I read the two articles on a
national income growth model (called Solow model www.piketty.pse.ens.fr/files/Solow1956 ) and found some interesting things which I would explain
here. The Solow’s growth model emerged in 1956 which showed that higher the
rate at which a country saves the richer it will be and this relationship
becomes inverse when the population growth is considered for its impact on the
national income i.e. per capita (Solow, 1956),
this is due to the fact that a larger population would result in a smaller
portion of total National income. The article “A Contribution to the Empirics
of Economic Growth” has utilized the Solow model to improve the forecasts it
makes and provided a better and improved model with inclusion of the human
capital in it (N. Greofory Mankiw, MAy, 1992 http://links.jstor.org/sici?sici=0033-5533%28195602%2970%3A1%3C65%3AACTTTO%3E2.0.CO%3B2-M ). The implications of Mankiw’s article are very useful
because it describes the impact of human capital in the growth model which was
missing in the original Solow Growth model. The findings of Mankiw suggest that
the elasticity in per capita income to the change in physical capital under
this augmented model is comparable to the original Solow model which shows that
the definition of the physical capital by the textbook Solow model is very much
comprehensive and it doesn’t have externalities.
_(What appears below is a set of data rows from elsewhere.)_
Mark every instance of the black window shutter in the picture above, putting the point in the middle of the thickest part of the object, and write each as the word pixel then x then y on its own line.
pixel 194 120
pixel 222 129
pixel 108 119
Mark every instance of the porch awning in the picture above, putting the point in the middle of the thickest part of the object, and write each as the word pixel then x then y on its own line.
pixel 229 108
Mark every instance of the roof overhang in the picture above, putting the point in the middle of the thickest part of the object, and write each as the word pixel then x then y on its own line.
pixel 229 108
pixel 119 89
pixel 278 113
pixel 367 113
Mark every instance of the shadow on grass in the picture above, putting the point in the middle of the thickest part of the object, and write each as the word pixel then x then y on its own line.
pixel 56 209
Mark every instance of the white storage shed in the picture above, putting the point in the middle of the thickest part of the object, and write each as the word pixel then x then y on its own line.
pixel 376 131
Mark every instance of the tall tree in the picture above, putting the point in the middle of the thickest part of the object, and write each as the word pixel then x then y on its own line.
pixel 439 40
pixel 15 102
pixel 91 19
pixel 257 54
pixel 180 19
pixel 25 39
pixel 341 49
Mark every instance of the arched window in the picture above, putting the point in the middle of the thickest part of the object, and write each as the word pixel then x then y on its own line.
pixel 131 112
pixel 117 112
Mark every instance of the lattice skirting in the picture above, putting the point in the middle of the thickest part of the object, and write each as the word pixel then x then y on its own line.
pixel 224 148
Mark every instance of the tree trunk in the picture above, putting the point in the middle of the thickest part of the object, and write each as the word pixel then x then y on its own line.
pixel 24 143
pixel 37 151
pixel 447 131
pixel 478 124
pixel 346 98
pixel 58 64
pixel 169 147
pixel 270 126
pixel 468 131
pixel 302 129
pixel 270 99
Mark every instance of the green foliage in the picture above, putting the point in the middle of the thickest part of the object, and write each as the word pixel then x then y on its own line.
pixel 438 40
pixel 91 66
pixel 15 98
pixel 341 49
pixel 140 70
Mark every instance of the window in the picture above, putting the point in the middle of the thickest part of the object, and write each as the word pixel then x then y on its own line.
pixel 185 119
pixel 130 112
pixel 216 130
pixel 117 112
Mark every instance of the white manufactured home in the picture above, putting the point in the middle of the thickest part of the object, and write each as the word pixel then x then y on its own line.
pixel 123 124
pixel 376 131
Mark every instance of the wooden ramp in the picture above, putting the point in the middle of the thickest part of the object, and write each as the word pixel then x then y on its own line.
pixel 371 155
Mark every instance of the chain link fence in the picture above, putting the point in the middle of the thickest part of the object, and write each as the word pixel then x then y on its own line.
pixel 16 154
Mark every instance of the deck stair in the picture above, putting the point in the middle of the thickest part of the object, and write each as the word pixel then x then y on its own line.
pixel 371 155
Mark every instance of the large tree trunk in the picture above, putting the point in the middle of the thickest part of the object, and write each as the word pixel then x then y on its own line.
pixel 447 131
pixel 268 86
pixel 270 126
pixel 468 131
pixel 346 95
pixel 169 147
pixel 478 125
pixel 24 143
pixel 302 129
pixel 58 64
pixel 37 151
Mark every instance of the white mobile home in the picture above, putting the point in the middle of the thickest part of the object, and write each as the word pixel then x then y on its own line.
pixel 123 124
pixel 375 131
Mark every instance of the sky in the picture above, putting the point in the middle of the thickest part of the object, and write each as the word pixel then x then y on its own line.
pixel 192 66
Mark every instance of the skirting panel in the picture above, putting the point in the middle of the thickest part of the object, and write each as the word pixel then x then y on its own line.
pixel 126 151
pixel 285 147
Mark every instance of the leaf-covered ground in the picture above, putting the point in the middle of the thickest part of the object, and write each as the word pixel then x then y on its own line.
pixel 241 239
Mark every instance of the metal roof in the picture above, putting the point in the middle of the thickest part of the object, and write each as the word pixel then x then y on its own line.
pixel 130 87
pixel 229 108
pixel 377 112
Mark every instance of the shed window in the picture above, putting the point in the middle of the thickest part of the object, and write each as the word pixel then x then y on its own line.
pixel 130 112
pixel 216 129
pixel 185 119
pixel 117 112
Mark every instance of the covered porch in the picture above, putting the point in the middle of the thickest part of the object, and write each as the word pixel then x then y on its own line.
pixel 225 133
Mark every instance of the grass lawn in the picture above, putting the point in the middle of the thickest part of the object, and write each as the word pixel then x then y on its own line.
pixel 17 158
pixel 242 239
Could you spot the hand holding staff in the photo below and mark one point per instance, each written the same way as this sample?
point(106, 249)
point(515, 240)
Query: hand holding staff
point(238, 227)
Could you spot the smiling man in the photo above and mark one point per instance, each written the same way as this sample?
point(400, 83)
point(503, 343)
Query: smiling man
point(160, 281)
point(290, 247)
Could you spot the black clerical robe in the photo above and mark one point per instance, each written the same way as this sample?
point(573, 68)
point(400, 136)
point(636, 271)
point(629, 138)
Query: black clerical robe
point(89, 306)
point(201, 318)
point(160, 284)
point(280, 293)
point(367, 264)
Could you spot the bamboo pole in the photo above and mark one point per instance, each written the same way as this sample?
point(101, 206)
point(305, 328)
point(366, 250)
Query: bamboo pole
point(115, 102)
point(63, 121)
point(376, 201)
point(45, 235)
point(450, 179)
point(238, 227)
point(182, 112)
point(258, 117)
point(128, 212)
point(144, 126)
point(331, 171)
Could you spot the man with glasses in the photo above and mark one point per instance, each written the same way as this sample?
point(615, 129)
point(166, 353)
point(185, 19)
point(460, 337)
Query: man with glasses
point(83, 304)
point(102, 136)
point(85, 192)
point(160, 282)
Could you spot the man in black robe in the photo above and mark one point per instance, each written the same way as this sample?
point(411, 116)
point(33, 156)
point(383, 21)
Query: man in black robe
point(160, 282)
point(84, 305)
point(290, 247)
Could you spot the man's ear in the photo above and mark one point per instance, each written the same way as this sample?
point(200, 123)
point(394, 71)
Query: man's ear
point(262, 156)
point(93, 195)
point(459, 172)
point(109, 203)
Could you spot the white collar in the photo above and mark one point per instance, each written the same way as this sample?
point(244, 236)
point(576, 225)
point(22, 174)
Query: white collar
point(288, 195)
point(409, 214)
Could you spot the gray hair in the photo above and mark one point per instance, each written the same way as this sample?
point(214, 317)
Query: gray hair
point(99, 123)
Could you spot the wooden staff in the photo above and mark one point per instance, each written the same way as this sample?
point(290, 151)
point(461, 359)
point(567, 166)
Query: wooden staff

Mankiw improved the Solow model
and displays the importance of human capital accumulation and claims that
difference in income levels of different countries is due to the difference in
education, savings and population growth in those countries. From these factors
the original Solow model missed out the human capital accumulation which was
found out to be very important in predicting the future income per capita of a
country. These findings can be used by the government authorities in
determining the direction of their government expenditure and taxation.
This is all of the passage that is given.